I was the only person out of 300 that knew for sure that layoffs were coming. I had a mole in the headquarters in Dallas. I asked my boss, Mike, when the layoffs were going to start. He said, “There won’t be any layoffs.” Then, he checked with Dallas and was told there would not be any layoffs.
He was wrong, and I knew it. My source sat 50 feet from the division president who was laying plans.
So I told Mike, “If there are layoffs, I want to be in the first group you let go.”
Mike assured me that it wouldn’t be necessary. There would be no layoffs.
I started looking for a job and started a small recruiting company. A week before the layoffs were announced I gave my 2 weeks notice. My company, AGI, had its first contract. Mike acknowledged that my timing was perfect. The only thing that could have gone better was waiting a week so I got severance pay. The new job security was a lot better than any severance pay.
Everyone who was laid off in the first group got a job immediately. Everyone. And they were the problem children that managers wanted to get rid of.
There were more layoffs. The people laid off 6 months later didn’t find as many open jobs as the first group. Those laid off a few months after that were unemployed for a lot longer.
The funny thing is that the best employees were laid off last. But they couldn’t find jobs. Why?
By the time they were laid off, there was a serious business malaise. All the local companies had staffed their urgent projects. Now everyone was afraid to hire more people. So the best people had the hardest time finding jobs.

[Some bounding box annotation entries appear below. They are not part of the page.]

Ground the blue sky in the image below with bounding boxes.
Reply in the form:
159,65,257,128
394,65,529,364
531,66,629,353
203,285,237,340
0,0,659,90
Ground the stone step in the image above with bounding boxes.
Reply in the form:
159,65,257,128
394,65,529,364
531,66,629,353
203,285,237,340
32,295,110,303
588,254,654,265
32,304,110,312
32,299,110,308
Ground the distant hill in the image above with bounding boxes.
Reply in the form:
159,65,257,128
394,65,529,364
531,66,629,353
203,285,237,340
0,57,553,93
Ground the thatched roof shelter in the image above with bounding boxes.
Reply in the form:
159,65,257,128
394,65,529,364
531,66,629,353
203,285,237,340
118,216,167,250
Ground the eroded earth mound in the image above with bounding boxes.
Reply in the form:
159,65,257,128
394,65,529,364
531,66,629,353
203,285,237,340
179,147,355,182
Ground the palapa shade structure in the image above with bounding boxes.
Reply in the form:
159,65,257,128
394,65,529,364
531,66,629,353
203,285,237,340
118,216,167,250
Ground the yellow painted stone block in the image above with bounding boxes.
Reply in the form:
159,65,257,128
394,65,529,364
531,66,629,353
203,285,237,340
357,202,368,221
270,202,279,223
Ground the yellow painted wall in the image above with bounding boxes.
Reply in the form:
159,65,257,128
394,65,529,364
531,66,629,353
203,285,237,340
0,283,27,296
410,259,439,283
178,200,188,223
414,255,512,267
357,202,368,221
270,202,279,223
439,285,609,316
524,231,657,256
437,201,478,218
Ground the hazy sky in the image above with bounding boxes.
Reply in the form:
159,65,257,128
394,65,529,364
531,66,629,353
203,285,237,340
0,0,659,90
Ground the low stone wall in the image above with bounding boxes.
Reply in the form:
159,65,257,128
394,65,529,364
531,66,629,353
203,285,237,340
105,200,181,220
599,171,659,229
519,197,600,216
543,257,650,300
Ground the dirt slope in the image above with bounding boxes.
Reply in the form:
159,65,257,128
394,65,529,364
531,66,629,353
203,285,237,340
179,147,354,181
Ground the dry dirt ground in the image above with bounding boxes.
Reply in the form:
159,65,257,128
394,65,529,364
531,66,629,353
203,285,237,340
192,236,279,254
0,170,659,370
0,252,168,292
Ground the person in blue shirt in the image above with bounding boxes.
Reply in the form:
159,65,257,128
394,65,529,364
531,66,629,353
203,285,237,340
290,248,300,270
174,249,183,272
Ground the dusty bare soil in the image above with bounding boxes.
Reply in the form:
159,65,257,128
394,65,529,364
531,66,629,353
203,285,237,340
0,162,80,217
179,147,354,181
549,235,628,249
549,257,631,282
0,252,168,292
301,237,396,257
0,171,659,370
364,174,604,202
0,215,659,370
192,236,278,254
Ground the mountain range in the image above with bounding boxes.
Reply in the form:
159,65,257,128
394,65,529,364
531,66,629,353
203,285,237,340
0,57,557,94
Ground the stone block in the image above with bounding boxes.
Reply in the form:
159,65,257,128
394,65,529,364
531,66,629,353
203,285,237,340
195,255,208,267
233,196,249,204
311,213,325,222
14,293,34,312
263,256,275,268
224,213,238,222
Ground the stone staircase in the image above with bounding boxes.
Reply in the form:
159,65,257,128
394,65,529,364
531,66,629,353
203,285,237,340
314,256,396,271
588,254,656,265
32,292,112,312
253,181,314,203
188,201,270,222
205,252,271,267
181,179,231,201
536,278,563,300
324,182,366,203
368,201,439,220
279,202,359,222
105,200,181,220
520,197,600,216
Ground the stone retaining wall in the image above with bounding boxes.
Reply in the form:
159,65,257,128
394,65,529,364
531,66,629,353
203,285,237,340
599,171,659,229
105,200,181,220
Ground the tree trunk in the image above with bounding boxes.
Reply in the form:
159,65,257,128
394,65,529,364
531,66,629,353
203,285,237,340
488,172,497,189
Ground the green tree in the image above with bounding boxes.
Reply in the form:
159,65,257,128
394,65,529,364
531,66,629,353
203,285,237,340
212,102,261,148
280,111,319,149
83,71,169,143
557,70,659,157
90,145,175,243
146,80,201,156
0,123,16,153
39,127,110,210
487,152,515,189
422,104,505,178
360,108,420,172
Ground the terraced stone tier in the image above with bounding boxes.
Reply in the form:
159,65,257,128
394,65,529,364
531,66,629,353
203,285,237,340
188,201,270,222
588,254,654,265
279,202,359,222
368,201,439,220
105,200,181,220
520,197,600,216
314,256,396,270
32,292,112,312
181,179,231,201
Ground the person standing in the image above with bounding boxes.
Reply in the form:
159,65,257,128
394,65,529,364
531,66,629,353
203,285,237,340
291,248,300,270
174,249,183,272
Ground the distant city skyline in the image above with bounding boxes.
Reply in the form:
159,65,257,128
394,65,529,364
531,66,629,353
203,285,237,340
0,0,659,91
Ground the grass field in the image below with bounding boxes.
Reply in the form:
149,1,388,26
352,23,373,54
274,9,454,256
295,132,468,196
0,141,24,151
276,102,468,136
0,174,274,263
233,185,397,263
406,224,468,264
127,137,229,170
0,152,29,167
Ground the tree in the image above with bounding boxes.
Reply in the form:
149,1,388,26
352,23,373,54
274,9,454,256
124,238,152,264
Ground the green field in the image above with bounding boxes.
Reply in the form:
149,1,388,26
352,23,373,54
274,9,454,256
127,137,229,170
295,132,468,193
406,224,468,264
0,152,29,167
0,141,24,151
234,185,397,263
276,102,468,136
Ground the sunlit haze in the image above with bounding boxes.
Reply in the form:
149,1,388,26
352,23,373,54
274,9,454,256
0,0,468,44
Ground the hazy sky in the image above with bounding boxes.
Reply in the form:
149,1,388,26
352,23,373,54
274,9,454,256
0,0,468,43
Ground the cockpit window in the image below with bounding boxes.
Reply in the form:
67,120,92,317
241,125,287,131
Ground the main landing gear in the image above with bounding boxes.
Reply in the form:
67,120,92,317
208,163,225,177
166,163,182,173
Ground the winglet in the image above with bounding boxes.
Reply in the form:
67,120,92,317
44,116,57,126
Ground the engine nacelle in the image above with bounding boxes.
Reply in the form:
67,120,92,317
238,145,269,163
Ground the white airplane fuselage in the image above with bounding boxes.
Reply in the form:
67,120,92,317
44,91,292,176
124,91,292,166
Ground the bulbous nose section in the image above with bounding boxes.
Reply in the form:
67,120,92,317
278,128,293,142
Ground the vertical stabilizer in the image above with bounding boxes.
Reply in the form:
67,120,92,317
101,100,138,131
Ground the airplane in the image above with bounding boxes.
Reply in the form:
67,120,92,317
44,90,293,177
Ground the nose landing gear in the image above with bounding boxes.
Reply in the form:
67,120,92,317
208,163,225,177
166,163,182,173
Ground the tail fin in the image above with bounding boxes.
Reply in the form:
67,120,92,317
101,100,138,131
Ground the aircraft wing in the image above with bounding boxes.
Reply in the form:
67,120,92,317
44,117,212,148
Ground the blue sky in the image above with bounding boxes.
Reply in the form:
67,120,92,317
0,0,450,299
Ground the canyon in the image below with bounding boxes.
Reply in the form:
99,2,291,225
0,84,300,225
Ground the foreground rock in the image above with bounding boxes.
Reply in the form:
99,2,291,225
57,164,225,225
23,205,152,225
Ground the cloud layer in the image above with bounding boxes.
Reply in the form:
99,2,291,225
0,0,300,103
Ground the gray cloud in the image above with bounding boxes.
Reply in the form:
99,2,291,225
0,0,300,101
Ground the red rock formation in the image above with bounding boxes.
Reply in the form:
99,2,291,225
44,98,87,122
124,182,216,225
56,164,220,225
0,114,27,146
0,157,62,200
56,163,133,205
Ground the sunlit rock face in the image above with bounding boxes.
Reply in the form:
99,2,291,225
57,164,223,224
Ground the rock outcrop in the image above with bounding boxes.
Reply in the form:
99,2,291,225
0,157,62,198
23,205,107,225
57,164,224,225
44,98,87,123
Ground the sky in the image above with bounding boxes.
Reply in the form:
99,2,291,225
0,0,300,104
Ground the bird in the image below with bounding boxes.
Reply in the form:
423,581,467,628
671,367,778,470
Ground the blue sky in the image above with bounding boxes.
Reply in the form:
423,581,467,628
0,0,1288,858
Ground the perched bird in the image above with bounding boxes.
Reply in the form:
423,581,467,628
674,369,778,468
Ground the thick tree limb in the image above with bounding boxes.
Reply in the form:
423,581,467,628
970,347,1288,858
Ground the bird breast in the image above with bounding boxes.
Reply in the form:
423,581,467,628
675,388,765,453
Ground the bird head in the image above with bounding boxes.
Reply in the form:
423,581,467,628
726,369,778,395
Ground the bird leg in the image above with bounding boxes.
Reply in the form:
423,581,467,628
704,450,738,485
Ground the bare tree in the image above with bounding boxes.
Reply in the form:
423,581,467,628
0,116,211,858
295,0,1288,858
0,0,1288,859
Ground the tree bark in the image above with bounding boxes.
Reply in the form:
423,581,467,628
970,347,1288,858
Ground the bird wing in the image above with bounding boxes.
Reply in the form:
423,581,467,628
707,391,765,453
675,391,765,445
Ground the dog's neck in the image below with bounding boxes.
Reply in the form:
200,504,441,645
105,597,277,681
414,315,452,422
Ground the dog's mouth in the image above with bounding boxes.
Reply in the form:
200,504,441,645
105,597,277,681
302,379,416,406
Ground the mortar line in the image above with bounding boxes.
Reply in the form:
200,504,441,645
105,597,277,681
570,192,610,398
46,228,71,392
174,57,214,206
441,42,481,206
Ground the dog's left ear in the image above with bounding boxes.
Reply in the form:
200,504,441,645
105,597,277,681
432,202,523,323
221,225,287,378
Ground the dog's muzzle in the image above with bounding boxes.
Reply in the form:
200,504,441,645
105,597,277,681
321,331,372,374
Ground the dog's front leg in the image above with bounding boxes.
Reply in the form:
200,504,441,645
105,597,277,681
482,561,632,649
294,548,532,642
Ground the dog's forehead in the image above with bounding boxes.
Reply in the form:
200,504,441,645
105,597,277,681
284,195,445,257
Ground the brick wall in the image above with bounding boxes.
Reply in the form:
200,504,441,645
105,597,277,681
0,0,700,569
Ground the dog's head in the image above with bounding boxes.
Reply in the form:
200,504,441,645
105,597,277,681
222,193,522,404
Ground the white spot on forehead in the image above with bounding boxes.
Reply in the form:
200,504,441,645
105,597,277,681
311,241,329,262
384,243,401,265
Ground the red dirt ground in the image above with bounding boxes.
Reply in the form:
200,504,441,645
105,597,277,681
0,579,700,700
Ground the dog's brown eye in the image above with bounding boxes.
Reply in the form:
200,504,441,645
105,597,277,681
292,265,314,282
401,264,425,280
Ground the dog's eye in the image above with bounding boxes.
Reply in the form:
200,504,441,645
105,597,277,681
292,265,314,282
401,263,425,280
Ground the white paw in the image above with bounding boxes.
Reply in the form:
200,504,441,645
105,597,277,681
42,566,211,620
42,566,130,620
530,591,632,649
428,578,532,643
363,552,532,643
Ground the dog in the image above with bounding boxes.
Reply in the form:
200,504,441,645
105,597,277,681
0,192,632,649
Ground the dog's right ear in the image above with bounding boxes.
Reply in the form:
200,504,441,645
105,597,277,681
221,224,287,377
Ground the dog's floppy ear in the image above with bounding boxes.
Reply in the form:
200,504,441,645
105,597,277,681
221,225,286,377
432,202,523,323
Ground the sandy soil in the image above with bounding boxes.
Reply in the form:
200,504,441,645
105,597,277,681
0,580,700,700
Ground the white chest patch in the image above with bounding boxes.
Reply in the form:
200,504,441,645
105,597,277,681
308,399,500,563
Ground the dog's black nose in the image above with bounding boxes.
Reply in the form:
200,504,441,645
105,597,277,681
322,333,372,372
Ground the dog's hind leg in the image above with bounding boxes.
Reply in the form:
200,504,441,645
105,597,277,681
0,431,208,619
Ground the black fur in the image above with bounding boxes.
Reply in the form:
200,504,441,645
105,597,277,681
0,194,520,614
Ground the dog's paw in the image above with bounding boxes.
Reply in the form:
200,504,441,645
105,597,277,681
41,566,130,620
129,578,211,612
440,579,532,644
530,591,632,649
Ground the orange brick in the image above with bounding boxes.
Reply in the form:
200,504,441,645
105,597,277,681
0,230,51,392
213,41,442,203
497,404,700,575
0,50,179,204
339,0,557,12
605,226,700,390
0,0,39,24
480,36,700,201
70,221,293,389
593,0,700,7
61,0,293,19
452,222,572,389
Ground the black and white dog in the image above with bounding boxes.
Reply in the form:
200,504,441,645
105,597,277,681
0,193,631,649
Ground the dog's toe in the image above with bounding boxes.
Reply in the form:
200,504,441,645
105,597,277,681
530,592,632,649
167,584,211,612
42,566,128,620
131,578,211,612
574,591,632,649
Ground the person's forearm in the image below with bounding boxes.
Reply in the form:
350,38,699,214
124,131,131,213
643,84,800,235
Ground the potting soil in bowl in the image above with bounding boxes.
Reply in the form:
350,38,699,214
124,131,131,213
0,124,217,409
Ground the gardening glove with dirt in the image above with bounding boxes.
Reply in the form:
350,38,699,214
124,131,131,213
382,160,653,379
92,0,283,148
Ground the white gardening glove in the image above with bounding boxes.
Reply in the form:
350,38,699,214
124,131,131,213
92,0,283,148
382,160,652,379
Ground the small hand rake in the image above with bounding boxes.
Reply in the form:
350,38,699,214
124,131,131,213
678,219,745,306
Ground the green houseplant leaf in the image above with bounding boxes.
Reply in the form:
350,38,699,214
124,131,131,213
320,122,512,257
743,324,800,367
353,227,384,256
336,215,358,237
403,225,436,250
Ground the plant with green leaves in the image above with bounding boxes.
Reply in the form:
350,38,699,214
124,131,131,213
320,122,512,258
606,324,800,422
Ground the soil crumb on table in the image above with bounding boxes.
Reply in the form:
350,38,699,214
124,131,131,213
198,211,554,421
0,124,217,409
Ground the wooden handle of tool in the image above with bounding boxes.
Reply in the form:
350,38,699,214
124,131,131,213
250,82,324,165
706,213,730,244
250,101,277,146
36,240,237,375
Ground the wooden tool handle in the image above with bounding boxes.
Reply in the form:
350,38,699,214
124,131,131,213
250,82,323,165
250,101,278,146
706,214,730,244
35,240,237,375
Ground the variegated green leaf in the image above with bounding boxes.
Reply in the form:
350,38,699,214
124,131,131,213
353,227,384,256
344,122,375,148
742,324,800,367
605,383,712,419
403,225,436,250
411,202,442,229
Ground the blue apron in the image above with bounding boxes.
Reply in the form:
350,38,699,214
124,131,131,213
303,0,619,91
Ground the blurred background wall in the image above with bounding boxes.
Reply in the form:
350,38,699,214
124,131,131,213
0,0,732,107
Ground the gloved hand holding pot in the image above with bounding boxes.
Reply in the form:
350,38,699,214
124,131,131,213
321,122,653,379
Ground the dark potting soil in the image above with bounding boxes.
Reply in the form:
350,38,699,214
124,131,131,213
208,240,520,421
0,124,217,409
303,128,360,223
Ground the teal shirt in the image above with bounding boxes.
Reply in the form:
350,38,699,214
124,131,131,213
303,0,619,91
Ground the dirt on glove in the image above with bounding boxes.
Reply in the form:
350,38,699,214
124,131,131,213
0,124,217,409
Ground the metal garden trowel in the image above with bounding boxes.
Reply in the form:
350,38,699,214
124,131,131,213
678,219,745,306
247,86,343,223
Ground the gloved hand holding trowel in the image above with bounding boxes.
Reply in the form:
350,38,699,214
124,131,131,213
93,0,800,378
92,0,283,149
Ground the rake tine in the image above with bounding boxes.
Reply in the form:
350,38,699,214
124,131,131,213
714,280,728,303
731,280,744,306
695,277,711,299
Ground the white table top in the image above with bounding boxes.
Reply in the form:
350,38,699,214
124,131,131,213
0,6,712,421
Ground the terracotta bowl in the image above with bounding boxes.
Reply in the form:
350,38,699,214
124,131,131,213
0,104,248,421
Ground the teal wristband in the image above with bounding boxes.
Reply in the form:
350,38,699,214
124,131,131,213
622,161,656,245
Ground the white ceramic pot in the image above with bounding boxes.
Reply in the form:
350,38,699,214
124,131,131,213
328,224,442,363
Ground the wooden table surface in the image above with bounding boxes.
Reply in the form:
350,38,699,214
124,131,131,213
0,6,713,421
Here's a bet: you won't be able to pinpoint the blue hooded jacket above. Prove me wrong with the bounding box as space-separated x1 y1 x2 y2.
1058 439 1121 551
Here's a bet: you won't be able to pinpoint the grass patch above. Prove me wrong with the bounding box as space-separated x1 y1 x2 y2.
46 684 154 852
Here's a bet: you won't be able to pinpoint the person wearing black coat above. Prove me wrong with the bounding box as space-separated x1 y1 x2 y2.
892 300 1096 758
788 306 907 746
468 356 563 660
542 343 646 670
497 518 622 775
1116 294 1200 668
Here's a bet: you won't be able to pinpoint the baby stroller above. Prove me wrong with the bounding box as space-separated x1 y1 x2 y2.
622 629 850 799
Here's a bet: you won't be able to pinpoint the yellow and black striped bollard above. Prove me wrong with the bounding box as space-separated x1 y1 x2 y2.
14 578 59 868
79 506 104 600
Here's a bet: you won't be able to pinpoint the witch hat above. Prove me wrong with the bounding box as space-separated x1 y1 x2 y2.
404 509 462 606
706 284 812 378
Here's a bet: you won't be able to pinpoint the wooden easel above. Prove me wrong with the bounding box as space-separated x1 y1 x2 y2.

Isn’t it strange that the best workers, the most loyal staff, the absolutely essential people all had a hard time finding jobs? The reason is that they were let go at the absolute worst possible time. Every job was filled months before. They were hurt the most by their own loyalty.
Are you concerned about layoffs? Even if you are planning to stay, start setting yourself up for a job. Start setting yourself up for a promotion. Work harder than ever. Take over new tasks. Figure out how to make the company more money. Write a resume and hand it to your boss. Ask for a promotion or an award for doing so well. Don’t worry about a raise. Worry about getting recognized for exceptional performance where you are. Then figure out if you really should look for a new job.
And consider asking to be the first person laid off.